⑧豊平川などが厚く固く氷結し、スピードスケート会場になる
川は流れがあるので、湖のように均一で安全な厚氷になりにくいです。寒冷化で結氷しやすくはなっても、競技会場にできるほど安定する可能性は高くありません。
⑨冬季スポーツ競技の実施回数が倍増する
雪や氷の条件は良くなりやすいですが、回数は施設、予算、需要の要因が大きいので、気候だけで倍増とは言えません。
⑩市電ではささら電車が常時出動する
降雪や吹雪が増えれば出動頻度は増えるかもしれませんが、「常時」は運行計画や除雪体制次第で、気候だけで決まりません。
⑪札幌国際、サッポロテイネで樹氷が常時見られる
樹氷は低温だけでなく、風向きや湿った霧、着氷しやすい条件が必要です。
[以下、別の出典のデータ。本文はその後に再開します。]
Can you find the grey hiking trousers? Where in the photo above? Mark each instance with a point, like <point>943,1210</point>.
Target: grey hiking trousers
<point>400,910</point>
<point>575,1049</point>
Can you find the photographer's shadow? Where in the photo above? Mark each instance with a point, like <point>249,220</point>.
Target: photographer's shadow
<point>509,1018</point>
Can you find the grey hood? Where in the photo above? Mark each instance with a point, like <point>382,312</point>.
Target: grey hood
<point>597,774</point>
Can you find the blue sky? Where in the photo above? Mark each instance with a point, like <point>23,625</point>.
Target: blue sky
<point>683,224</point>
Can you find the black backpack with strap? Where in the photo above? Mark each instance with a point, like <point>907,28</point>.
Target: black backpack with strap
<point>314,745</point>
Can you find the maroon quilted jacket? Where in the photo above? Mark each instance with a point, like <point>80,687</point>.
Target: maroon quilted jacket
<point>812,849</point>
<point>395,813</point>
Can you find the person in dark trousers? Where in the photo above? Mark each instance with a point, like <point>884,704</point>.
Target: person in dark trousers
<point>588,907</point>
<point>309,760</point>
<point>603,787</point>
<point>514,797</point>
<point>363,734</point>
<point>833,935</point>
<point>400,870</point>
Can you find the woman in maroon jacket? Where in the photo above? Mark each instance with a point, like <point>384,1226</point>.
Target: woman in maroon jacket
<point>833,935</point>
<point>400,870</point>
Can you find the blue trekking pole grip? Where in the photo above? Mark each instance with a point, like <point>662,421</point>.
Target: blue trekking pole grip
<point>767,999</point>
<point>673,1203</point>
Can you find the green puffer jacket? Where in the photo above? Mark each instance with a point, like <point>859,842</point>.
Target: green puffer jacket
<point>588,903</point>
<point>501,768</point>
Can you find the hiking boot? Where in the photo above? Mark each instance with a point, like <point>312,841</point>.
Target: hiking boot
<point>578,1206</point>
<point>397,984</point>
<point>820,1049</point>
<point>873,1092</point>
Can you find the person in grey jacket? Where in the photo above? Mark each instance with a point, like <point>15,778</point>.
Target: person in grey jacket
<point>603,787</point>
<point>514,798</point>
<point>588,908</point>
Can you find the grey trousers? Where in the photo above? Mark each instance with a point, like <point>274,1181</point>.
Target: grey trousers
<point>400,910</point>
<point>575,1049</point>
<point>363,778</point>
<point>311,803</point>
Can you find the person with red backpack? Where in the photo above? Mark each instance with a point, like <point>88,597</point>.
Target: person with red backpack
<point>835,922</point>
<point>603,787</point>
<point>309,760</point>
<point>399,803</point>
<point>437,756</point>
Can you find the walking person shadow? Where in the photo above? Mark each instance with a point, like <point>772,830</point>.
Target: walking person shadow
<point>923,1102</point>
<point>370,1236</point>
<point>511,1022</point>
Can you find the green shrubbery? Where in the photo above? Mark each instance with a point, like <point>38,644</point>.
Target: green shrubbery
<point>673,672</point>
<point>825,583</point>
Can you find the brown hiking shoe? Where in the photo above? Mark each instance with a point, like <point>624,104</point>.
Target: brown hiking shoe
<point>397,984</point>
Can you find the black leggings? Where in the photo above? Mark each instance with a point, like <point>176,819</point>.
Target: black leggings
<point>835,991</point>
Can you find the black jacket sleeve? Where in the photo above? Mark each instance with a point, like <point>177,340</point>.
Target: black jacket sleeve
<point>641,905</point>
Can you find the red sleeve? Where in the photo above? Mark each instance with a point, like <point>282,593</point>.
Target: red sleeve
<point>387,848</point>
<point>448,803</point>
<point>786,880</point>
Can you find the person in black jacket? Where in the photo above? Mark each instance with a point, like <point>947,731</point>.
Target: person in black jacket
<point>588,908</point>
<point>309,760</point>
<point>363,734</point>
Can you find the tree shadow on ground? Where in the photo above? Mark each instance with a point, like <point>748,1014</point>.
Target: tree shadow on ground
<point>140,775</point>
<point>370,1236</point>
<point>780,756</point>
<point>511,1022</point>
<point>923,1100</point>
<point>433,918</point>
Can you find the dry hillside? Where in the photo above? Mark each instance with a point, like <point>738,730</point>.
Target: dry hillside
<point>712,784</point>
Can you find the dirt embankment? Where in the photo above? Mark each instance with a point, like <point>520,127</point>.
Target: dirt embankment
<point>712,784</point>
寒くなれば増える可能性はありますが、「常時」は難しいです。
⑫年間の最高気温が30度を上回らなくなる
寒冷化すれば30度超えは起きにくくなり、強い寒冷化なら「ほぼ無くなる」はあり得ます。ただ「絶対に無い」と断言できるほど単純ではありません。
⑬年間の最低気温が−30度を下回ることが何度もある
強い寒冷化なら現実味が出ます。とはいえ回数は冬の放射冷却や風、積雪などの条件にも左右されます。
⑭雪ミク電車の走行期間が半年を上回る
⑦と同じで、気候ではなく企画次第です。
まとめると、寒冷化で現実味が増えるのは①②⑤⑫⑬あたりで、⑥⑦⑨⑩⑭は運営や需要の問題、⑧⑪は自然条件がそろわないと「いつでも」は難しい、という見立てになります。